One type of endangered world culture is the folk one. The shared characteristics and behaviors of soap fans, whatever particular soap/s they ally themselves with, undeniably and indefatigably constitute a folk culture, defined by mass media analyst Trevor J. Blank as “the unifying expressive components of everyday life as enacted by localized, tradition-bound groups” (Blank 1), Members of folk cultures would not be who they are without membership in their folk culture, whether that may be, say what came about in the slave quarters of early American plantations or what formed around the secretly gay bars of the 1940’s and 50’s. Pioneering analyst of televisual culture, John Fiske, identifies four characteristics of folk culture, which Williams then attaches to soaps in her successful laying out of their worth: folk culture defines and identifies membership in a group; is transmitted informally (often orally), therefore eschews sharp distinctions between “transmitters and receivers;” “operates” apart from traditional cultural edifices, for example religious ones, but “can interact with and traverse them;” and has no standard version or template, as it is part of a process partaken in by members as they live out their lives. Williams quotes Fiske as saying “watching and talking about television” very often accomplish all four of these tasks (201).

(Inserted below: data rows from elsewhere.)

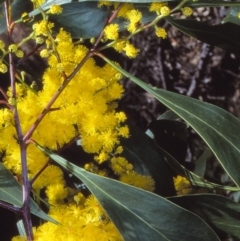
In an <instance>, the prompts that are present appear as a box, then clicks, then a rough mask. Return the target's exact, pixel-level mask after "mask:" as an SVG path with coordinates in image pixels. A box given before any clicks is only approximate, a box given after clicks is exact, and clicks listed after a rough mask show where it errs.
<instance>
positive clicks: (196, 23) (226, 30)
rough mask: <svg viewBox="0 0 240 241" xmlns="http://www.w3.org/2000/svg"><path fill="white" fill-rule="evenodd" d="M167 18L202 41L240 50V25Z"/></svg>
mask: <svg viewBox="0 0 240 241" xmlns="http://www.w3.org/2000/svg"><path fill="white" fill-rule="evenodd" d="M166 20H167V21H168V22H169V23H170V24H172V25H173V26H174V27H175V28H177V29H178V30H180V31H181V32H183V33H185V34H187V35H189V36H192V37H194V38H196V39H198V40H200V41H202V42H205V43H207V44H210V45H214V46H216V47H219V48H222V49H225V50H228V51H231V52H233V53H237V54H238V53H239V52H240V27H239V26H238V25H236V24H233V23H225V24H219V25H214V26H210V25H208V24H207V23H204V22H199V21H197V20H186V19H174V18H172V17H167V18H166Z"/></svg>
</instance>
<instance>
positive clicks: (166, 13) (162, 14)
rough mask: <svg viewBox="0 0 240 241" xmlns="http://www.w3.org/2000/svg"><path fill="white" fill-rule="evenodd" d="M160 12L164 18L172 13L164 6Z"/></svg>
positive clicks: (168, 9) (161, 14)
mask: <svg viewBox="0 0 240 241" xmlns="http://www.w3.org/2000/svg"><path fill="white" fill-rule="evenodd" d="M160 12H161V15H162V16H164V17H166V16H168V15H169V14H170V12H171V11H170V8H169V7H167V6H164V7H162V8H161V10H160Z"/></svg>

Soap fandom, in particular, fulfills all these characteristics. Soap fans’ love of soaps makes them a distinct “other” in the larger cultures in which they live. Soap fandom passes on between generations and individual fans in a highly informal manner, often through viewing of soaps together without an explicit marking between viewers of the passing on. The distinction between “transmitters” and “receivers” of soap fandom is not of great consequence, in that when one has “received” a love of soaps via transmitting by a current fan, it matters little that the transmitter performed the transmitting as opposed to the receiver having performed it. Certainly soap fandom exists separately from other “cultural edifices”: there are soap magazines, websites, fan clubs, fan weekends at Hollywood studios, online forums, and on and on. These exist alongside many non-soap cultural phenomena, as do the fans who participate in them. And soap fandom has no precedent nor seeks to model any sort of cultural construction or participation: it simply occurs organically because of the circumstances of being a soap fan.